High-Level Description
The Graph Council should delegate responsibility for specification of the protocol-supported version of Graph Node to the Graph Node core development team. The Graph Council can revoke this delegation of responsibility at any time.
The Graph Node team should provide the Council and community with updates on new versions, along with any salient information regarding functionality or testing.
The Graph Council will still be responsible for specification of the rest of the feature support matrix, via GGP.
The approval process through the council is currently taking longer than I think it should and it’s not clear if they are really adding any value to the approval process?
Streamlining the Graph Node release profile is a worthwhile idea.
How does this GIP propose defining the objective source of truth for what the canoncial Graph Node version is as of a given Ethereum block?
Part of the intention of the status quo process was so that in the event of on-chain disputes involving Graph Node, there would be an objective reference as to what the canonical indexing and querying functionality should be at any given point in time to resolve disputes.
In the view of this proposal, would Github releases + timestamps be the source of truth and be correlated to Ethereum block numbers in the event of disputes?

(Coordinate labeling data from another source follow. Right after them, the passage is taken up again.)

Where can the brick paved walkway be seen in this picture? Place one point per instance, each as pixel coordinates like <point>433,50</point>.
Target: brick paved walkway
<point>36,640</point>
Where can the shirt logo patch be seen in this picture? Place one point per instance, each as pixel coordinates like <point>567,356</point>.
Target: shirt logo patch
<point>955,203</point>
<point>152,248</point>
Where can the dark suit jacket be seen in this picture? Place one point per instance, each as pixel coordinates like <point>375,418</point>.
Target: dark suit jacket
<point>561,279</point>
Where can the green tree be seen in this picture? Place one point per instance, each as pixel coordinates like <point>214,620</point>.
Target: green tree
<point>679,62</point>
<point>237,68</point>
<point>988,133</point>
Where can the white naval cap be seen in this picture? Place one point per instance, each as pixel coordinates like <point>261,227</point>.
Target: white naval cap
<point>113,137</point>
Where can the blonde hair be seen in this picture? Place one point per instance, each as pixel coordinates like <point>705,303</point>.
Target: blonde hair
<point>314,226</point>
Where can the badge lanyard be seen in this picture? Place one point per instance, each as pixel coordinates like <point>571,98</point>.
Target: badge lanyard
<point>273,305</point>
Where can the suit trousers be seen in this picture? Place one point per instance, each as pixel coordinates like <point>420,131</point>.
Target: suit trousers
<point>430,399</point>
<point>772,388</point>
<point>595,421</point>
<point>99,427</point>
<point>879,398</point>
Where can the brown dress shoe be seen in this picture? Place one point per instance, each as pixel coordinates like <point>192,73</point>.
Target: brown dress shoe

Or would there be some more explicit process (i.e., signing a snapshot vote) by which the Graph Node developers, with their delegated authority, ratify the new version as of a specific Ethereum block?
That is a good point of clarification - this proposal would retain the Feature Support Matrix as the source of truth, based on that document’s commit history.
The change in documentation structure related to the release of the L2 protocol removed the block specification in the feature support matrix (I think unintentionally, but perhaps also related to Council signing delays). I think for the purpose of version specification, correlation with the commit history is sufficient, but the tighter release loop could also enable the Graph Node team to bring back block-number specification.